PERFORMANS YUMURTALARI, farklı plan ve programlarda yer alan, belirli bir uzay-zaman sürekliliğindeki kişinin kişisel sorumluluğunu simgeleyen özel işaretlerdir.

KARE YUMURTA – yumurta tozundan yapılan omlet. Büyük fırın tepsilerinde pişirilen omletten kesilmiş porsiyonlu parçaların görünümünden gelir.

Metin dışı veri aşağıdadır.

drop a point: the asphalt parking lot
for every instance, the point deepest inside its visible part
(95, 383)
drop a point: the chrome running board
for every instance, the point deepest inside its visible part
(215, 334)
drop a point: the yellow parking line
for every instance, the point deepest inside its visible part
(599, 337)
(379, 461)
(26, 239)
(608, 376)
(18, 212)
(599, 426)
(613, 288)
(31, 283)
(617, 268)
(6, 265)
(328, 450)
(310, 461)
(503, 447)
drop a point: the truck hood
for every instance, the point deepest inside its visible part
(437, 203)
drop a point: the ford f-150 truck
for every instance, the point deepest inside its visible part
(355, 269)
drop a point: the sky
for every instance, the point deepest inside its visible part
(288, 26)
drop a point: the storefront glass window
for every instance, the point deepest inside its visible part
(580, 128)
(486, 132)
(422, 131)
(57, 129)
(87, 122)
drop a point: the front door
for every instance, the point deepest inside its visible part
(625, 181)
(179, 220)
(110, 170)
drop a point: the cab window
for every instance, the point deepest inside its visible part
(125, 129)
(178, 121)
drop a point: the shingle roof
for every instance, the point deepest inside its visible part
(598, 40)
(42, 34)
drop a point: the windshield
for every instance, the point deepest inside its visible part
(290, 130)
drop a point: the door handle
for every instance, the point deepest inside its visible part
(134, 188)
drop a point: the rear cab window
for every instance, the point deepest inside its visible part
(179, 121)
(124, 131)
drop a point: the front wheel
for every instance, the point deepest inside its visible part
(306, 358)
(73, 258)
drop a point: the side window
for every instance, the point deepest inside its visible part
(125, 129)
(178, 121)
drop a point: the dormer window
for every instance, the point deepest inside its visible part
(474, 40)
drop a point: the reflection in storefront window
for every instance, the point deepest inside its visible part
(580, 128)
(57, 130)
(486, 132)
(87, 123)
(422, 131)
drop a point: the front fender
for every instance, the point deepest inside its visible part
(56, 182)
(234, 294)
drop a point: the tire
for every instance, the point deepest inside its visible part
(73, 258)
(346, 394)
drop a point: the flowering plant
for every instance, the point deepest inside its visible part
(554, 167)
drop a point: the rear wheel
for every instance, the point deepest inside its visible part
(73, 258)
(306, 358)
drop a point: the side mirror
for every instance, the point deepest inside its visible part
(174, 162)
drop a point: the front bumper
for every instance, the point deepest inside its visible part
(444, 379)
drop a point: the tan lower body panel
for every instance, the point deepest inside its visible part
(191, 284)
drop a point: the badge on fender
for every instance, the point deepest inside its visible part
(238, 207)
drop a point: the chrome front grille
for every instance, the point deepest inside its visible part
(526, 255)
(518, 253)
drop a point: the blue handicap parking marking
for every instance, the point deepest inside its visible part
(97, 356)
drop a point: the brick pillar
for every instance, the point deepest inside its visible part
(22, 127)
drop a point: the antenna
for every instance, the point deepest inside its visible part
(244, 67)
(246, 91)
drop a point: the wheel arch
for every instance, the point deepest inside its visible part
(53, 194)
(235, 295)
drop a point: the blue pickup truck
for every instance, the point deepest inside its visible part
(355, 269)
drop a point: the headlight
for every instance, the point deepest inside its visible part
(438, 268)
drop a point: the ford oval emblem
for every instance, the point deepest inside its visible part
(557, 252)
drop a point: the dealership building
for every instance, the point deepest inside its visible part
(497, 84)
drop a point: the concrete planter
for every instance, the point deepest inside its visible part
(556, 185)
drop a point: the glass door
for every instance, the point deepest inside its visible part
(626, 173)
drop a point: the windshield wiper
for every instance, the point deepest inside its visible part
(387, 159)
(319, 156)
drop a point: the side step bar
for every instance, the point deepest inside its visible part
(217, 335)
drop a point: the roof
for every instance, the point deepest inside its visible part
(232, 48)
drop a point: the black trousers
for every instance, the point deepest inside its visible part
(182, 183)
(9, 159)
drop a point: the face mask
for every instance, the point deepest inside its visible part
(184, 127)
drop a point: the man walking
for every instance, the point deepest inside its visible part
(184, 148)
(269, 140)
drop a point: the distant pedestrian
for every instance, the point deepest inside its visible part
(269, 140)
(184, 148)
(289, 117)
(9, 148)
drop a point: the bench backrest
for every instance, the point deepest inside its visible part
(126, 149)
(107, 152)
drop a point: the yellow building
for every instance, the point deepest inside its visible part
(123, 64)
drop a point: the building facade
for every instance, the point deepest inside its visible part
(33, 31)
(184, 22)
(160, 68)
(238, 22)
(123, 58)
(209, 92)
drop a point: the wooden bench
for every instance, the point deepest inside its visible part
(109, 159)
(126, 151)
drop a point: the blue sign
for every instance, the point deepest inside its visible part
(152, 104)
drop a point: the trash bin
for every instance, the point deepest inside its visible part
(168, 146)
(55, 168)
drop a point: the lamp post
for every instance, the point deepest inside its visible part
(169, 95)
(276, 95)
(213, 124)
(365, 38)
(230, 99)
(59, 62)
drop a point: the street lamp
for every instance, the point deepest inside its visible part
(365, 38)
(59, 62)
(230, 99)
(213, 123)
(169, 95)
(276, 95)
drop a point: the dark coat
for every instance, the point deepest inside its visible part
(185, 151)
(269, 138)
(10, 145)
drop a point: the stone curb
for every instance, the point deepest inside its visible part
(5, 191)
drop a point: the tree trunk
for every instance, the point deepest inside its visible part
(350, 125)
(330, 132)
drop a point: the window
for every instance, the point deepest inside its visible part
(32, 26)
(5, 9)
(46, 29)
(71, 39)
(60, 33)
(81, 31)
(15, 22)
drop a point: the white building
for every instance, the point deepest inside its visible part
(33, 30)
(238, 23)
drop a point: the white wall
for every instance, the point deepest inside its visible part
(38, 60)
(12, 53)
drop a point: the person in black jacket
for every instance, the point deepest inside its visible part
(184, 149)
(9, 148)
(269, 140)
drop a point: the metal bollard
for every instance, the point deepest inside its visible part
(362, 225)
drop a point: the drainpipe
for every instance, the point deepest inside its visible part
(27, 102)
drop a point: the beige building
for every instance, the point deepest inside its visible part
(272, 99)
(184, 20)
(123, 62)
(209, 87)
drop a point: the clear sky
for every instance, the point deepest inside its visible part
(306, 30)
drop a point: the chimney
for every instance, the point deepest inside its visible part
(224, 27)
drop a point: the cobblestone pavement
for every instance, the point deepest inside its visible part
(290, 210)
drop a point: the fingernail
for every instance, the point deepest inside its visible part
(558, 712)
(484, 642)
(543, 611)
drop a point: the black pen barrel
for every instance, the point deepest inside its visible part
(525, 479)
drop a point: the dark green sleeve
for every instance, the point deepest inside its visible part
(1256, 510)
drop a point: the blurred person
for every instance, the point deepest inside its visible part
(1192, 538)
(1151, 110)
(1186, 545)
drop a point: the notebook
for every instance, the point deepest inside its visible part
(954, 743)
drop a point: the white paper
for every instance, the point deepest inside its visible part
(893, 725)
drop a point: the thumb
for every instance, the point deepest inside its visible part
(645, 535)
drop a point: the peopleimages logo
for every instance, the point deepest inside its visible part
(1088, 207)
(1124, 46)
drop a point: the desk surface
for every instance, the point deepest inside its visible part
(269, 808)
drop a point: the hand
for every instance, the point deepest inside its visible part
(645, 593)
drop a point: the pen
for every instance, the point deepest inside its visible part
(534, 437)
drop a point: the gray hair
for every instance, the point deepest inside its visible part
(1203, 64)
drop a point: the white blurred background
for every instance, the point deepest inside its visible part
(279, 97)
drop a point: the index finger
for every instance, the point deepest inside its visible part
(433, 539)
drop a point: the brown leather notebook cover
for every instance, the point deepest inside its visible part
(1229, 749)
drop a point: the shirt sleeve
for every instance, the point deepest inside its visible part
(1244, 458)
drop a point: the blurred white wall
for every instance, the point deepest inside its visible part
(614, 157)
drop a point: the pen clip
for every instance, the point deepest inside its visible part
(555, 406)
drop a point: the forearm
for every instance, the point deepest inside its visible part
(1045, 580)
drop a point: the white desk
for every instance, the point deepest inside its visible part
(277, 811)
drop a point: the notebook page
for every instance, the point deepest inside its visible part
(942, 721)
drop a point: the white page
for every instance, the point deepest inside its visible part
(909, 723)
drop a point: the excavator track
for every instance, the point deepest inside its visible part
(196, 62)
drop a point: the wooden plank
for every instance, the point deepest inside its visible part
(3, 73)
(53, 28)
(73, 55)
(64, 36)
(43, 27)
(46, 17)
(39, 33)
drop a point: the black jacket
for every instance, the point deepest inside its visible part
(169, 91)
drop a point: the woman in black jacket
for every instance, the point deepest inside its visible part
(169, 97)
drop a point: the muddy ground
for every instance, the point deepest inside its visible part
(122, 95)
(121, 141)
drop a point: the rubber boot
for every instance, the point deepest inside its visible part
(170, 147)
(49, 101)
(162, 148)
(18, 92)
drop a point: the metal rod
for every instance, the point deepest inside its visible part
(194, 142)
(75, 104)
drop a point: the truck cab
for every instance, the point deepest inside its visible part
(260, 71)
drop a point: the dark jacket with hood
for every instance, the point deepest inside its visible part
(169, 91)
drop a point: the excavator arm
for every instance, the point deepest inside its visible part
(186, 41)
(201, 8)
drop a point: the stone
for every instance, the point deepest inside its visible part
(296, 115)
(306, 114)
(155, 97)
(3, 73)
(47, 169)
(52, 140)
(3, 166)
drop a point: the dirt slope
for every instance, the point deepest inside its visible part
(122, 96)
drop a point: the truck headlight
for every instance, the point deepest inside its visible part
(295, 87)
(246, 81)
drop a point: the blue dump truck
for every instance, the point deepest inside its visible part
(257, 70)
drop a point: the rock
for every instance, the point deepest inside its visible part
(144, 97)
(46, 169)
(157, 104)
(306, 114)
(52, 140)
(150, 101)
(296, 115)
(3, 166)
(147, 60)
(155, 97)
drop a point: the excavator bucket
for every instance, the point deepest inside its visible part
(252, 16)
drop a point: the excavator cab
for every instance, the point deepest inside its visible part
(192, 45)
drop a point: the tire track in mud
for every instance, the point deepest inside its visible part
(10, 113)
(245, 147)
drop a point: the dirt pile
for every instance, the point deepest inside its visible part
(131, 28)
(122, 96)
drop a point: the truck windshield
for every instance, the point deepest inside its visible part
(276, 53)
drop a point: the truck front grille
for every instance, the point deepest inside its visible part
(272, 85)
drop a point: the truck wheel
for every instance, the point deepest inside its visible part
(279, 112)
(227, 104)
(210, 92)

YUMURTA SARISI güvertede düzenlilik kalitesi için bir gerekliliktir. “Böylece yumurta sarısı gibi parlasın!” - dedi kayıkçı. Bu parlaklık, üst güvertenin ahşap kaplamasının kırılmış tuğla ve diğer akıllıca yöntemlerle çılgınca ovulmasıyla elde edildi. Tarifleri, iyi bir gemi kaptanının bir tür "teknik sırrı"ydı. Ancak bu, yalnızca Donanmamızın son gemilerinin hafif kruvazörler, yani Sovyet Donanmasının son klasik topçu kruvazörleri olduğu ahşap kaplamayla ilgili olarak anlamlıydı. Bu ifade bir süre daha varlığını sürdürdü ve ironikleştirilmesi gerekiyordu. Siyah çelik bir döşeme, örneğin, ancak bir şekilde hızla paslanmasına neden olarak yumurta sarısı rengine getirilebilir.

YASHKA - çapa. İfadeler: "yashka" üzerinde durun, "yashka" verin, "yashka"yı atın vb.